BillingBench

RCM Benchmarks for Independent Practices

BillingBench publishes revenue cycle benchmarks drawn from MGMA Physician Practice benchmark reports, HFMA performance data, CMS administrative statistics, and peer-reviewed literature. Each benchmark includes the primary source citation, publication year, and methodology notes explaining how the figure was derived and which practice types it applies to.
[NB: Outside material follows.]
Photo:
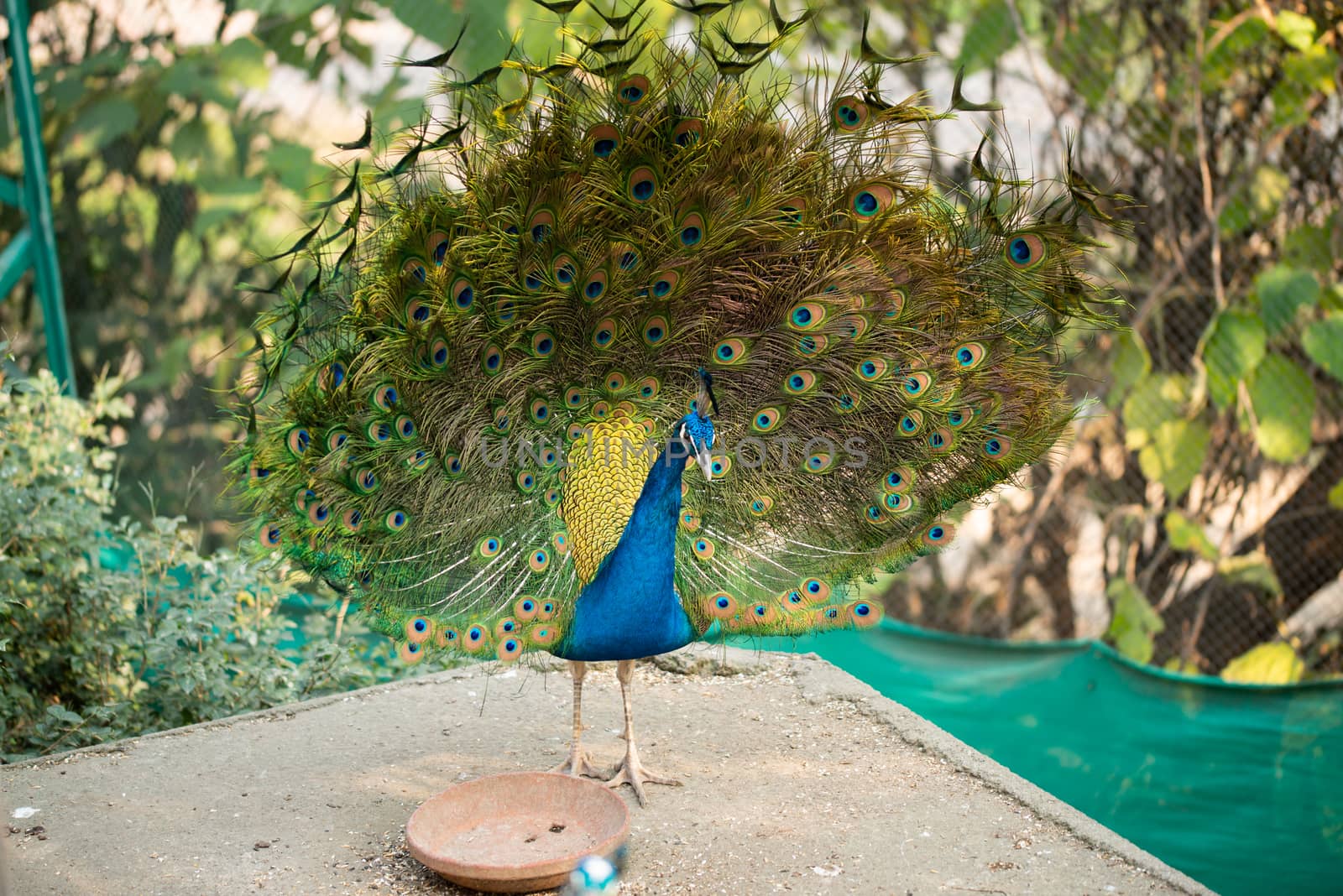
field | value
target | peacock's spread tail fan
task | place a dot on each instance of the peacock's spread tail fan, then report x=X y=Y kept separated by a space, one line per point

Initial denial rate: the industry average across specialties is 5–10% of submitted claims (MGMA 2024 Physician Practice Benchmark Report). High-performing practices achieve denial rates below 5%. Specialties with higher denial rates include behavioral health (12–18%), radiology (10–15%), and emergency medicine (8–12%) due to prior authorization burden and documentation complexity.

First-pass clean claim rate: the target for high-performing practices is 95% or higher on first submission. Below 90% indicates systemic front-end issues — eligibility verification gaps, missing authorizations, or coding errors. First-pass rate directly drives days in AR; every percentage point improvement typically reduces AR days by 1.5–2 days.

Days in accounts receivable: the MGMA benchmark target is below 35 days for most specialties. Primary care practices typically achieve 25–30 days. Surgical specialties with high prior authorization burden (orthopedics, neurosurgery, oncology) run 40–50 days without active AR management. Days in AR above 50 indicates a collection risk requiring immediate intervention.

Net collection rate: the target is 95–97% of adjusted net charges (MGMA, HFMA). Below 90% indicates write-off volume that exceeds industry norms and signals either payer underpayment, timely filing losses, or inadequate denial follow-up. Appeal overturn rate for soft denials (medical necessity, prior auth, coding): 40–60% when appealed with appropriate documentation. Cost to collect: target below 3% of net revenue (MGMA staffing benchmarks).